Yale Child Study Center
230 South Frontage Rd.
New Haven, CT 06520
Tel: 203.785.2540
In many branches of medicine epidemiologists, developmental biologists and behavioral scientists are linking developmnetal processes in early childhood to the patterns of health and illness across the span of adult development. In cardiology, for example, patterns of fetal nutrition have been linked to cardiovascular health and illness at midlife. In psychiatry, the interplay between genes and adverse environments in childhood play a central role in the slow evolution of risk for severe psychiatric disorders such as schizophrenia and depression. Erik Erikson, America's pre-eminent psychoanalyst in the middle of the last century, laid crucial observational and conceptual groundwork for many of these current approaches in medicine.
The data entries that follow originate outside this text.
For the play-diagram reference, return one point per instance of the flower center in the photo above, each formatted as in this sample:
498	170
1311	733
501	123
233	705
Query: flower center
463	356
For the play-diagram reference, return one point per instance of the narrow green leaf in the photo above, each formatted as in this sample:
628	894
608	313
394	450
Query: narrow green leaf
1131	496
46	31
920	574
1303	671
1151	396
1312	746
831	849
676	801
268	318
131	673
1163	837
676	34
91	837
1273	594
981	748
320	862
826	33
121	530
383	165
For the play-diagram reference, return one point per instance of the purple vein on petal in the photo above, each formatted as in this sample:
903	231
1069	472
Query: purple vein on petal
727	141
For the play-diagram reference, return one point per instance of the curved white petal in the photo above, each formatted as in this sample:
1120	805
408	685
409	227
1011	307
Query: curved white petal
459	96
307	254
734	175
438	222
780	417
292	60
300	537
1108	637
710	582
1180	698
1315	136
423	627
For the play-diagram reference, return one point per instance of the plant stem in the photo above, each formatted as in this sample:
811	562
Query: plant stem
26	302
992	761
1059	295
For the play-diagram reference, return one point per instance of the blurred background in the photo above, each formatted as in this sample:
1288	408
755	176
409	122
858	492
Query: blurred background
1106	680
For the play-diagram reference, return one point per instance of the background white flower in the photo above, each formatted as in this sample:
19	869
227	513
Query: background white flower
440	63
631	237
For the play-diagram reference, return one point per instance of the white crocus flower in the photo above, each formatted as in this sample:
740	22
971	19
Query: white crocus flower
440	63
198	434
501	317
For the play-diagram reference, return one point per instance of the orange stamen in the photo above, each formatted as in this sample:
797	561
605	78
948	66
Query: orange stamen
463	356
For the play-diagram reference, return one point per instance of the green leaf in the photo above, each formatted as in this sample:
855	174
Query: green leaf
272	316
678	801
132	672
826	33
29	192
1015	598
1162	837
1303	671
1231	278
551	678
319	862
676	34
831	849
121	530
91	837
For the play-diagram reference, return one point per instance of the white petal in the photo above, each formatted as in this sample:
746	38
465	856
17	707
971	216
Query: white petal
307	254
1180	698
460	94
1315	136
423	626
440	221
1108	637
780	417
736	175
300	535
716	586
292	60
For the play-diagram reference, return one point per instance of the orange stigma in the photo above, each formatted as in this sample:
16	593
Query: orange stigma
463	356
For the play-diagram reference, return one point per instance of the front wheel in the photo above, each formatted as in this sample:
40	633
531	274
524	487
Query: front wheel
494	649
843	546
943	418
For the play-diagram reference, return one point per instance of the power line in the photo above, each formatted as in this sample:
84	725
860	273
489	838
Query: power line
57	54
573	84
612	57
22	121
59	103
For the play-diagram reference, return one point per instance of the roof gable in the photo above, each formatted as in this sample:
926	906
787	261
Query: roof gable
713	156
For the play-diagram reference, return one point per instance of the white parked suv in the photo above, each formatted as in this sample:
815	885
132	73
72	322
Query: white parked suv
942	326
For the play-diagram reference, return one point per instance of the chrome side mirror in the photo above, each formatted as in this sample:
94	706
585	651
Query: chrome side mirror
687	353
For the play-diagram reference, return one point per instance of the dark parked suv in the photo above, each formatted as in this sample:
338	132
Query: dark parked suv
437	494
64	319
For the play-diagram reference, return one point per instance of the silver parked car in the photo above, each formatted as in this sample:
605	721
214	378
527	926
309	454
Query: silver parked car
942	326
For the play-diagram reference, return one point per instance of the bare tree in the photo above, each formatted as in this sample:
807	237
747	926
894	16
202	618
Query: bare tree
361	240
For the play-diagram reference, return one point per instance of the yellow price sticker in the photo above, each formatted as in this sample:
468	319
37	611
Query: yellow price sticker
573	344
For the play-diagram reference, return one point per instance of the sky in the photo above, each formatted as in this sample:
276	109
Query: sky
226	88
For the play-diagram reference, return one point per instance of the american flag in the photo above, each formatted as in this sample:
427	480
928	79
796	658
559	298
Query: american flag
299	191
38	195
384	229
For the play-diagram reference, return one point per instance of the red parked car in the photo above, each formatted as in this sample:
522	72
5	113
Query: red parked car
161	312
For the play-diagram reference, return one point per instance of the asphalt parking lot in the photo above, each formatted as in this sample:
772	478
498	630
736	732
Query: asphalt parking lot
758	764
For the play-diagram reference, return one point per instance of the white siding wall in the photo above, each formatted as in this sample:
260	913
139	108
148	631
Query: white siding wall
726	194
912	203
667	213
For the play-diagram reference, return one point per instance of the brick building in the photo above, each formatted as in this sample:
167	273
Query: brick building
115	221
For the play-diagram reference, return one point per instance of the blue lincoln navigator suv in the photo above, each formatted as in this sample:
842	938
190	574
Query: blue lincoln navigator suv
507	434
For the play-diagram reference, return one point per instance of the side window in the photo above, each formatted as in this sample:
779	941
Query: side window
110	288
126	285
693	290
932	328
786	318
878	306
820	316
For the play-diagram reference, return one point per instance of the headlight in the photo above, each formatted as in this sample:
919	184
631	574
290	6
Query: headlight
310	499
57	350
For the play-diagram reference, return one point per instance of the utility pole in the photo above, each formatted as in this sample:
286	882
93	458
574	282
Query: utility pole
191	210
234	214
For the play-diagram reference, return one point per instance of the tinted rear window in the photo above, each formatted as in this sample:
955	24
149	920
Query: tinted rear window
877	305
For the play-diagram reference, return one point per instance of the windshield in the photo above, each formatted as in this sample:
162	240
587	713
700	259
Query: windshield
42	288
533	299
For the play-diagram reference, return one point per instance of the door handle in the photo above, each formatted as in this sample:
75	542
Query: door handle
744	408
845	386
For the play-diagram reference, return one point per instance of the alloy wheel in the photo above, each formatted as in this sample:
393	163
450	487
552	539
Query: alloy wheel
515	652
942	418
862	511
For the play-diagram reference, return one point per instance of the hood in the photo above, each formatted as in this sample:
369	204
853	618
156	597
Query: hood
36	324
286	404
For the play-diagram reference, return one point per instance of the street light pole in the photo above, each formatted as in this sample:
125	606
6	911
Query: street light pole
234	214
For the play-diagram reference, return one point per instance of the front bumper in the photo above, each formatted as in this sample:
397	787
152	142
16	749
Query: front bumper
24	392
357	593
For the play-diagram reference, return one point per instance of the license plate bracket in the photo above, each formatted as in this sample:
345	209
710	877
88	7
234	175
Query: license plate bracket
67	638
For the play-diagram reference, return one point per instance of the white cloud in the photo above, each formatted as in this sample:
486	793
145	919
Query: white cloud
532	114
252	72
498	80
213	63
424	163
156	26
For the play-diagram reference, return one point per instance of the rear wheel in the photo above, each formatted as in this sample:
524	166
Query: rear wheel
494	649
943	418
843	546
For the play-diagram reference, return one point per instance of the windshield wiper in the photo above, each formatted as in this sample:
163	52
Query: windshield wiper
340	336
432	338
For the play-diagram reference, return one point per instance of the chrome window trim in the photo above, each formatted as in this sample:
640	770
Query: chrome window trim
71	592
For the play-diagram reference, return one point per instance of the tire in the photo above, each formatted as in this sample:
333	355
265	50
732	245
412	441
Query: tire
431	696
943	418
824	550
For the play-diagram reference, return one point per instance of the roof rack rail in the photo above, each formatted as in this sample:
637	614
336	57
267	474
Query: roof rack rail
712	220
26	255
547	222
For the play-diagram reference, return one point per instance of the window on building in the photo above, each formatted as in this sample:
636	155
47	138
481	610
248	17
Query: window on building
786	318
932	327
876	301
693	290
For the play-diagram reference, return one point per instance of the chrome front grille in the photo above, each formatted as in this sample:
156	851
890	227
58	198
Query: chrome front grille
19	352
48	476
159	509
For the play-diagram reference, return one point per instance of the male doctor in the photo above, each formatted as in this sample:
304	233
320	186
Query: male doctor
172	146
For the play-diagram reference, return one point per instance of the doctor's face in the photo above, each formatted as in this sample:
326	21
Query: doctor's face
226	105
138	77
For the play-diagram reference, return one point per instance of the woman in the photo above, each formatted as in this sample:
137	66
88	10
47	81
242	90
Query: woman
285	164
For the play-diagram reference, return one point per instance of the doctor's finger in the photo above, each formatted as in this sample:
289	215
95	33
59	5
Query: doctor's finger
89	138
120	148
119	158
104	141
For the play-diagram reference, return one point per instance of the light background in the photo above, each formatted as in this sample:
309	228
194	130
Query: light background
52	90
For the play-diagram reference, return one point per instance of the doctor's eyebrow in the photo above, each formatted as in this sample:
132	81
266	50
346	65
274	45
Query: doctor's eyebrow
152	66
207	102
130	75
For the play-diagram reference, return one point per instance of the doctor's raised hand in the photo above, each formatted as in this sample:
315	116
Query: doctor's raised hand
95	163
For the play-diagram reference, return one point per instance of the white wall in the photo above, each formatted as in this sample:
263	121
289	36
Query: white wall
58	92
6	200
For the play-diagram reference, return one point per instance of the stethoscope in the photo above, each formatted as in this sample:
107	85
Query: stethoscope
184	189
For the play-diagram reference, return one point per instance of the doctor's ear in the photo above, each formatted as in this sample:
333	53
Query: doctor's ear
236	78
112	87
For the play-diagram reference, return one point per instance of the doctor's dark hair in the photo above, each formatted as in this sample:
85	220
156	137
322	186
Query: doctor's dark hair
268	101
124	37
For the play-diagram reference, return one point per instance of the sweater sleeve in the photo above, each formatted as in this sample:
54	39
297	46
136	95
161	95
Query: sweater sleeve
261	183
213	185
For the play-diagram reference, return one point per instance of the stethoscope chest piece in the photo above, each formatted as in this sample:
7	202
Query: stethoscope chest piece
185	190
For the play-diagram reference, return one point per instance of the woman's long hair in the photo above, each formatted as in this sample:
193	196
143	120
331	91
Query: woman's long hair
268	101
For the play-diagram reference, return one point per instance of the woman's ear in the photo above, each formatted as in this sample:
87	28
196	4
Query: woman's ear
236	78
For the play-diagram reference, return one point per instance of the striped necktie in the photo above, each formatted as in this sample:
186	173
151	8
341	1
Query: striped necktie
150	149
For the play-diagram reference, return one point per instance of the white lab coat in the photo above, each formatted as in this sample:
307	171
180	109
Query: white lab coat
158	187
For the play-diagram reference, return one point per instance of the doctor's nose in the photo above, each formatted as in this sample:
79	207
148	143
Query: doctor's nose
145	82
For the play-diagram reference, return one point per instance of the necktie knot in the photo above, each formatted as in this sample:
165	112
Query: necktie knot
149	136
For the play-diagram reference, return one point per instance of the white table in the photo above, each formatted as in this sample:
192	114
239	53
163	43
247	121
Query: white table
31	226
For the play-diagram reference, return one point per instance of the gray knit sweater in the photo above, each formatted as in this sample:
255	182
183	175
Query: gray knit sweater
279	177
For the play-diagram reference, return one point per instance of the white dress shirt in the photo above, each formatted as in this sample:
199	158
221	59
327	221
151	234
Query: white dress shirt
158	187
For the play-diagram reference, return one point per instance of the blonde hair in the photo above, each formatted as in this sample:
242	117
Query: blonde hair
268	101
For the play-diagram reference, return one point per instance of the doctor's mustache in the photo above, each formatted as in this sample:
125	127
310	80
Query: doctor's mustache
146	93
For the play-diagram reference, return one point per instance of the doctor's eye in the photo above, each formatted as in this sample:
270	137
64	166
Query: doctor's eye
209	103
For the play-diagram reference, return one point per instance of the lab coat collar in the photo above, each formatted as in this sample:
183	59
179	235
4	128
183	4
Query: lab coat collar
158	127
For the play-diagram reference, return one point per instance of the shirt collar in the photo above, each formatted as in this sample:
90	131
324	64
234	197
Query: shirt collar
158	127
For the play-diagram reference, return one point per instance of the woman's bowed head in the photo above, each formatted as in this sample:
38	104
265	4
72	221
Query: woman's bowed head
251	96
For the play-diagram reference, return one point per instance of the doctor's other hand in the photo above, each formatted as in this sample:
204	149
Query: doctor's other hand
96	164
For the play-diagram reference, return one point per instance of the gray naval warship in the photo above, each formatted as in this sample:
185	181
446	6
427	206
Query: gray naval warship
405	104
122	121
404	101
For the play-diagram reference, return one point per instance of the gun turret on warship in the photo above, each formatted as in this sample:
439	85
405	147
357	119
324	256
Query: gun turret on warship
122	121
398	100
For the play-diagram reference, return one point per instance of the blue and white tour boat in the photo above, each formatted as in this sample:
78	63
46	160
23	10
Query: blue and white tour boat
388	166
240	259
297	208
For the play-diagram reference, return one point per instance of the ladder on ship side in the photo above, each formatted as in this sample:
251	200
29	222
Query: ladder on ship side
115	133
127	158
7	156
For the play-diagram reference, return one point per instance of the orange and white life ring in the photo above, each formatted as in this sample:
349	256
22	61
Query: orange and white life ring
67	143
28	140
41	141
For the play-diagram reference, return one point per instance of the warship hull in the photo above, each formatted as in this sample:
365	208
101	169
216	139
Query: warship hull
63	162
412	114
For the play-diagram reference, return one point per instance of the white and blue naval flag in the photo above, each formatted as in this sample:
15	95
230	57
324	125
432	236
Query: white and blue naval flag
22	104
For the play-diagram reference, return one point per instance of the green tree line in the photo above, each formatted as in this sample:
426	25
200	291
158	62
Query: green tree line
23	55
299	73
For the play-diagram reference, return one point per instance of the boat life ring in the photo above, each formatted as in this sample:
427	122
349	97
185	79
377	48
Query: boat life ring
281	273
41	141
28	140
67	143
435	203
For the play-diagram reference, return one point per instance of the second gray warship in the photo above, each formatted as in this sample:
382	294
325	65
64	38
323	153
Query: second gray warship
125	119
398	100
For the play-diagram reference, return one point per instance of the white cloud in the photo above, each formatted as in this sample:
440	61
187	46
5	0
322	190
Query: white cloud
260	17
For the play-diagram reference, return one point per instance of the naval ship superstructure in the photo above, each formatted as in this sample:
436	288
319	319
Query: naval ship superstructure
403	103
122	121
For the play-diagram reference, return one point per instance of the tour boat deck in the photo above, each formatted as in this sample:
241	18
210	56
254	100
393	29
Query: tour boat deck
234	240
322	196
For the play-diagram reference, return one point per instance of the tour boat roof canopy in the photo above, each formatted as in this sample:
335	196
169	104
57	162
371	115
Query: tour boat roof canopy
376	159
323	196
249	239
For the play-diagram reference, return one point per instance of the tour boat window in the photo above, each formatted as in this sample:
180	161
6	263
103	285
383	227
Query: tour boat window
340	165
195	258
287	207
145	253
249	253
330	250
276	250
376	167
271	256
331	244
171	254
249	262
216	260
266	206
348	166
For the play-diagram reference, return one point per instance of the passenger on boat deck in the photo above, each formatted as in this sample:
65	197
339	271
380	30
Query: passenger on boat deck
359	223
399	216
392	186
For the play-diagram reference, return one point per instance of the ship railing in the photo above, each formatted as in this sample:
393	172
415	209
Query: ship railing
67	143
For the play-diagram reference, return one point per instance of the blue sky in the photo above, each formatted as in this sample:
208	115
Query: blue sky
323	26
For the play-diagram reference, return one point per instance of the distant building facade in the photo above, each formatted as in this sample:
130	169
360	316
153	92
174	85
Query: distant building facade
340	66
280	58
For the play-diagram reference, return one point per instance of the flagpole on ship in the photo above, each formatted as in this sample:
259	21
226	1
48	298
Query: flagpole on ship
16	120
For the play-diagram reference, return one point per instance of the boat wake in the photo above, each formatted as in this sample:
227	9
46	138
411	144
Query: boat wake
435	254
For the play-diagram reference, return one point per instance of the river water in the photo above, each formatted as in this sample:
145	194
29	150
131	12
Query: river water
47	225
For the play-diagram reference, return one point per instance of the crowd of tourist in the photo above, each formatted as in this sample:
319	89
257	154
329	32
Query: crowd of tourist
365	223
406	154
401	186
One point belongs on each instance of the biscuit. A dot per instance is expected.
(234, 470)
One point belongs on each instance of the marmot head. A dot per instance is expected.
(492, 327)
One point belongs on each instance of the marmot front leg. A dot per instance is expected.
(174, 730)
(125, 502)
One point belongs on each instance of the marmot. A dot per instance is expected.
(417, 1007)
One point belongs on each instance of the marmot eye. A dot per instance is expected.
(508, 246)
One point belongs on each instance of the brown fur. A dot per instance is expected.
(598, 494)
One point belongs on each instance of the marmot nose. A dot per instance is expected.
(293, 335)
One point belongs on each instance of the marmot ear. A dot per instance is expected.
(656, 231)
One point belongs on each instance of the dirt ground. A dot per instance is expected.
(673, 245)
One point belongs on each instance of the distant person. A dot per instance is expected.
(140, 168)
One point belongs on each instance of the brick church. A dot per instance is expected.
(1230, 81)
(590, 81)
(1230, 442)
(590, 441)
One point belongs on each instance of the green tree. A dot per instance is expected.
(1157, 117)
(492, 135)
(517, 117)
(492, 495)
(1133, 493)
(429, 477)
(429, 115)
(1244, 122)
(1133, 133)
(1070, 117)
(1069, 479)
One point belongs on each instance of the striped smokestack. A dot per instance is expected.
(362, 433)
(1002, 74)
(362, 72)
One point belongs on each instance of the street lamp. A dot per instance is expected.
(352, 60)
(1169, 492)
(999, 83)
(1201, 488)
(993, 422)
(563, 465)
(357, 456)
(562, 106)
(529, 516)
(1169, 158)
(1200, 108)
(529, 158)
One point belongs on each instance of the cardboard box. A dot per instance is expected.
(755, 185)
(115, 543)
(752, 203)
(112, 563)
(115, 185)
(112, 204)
His best known work, Childhood and Society, clearly specified the psychological and social challenges for children early in their development and showed how their successful resolution could build resilience to psychological problems in adolescence and adulthood. With rich and penetrating observational studies he noted the interplay between well-specified developmnetal stages and cultural processes. Erikson's seminal work began at Yale at the Child Study Center.
The special relevance of Erikson's work for current medical education and research will be the focus of the annual Erik Erikson Lecture at the Child Study Center and of a special exhibit on Erikson at the Cushing/Whitney Medical Library. The first Erikson Lecturer will be Edward R. Shapiro, MD, the Medical Director of the Austen Riggs Center in Stockbridge, Massachusetts, one of America's foremost psychiatric hospitals. Erikson completed some of his most important work at Riggs. Dr. Shapiro's lecture will describe how the current treatment program at Riggs has expanded and deepened Erikson's work. He will focus on patients who have failed to respond to many previous efforts at treatment and show how current impasses in treatment of adults are linked to failures to establish trust and confidence in primary relationships in early development. He will describe how the special features of the Riggs treatment system allow patients and staff to work collaboratively to re-examine these relationship processes as a central part of the treatment program. The lecture is scheduled for October 20 from 1 -2 pm in the Cohen Auditorium (NIHB E02) of the Child Study Center, 230 S. Frontage Road.
The Cushing/Whitney exhibit, "Erik Erikson at Yale and Riggs: Clarifying Links Between Child Development and Adult Resilience," will focus on both Erikson's work and its influence. It will also highlight his connections with both Yale and Riggs and the role of the Austen Riggs Center in the continuing evolution of American psychiatry. The exhibit opens on October 19, 2009 and closes on November 30, 2009. All is open to the public and free of charge.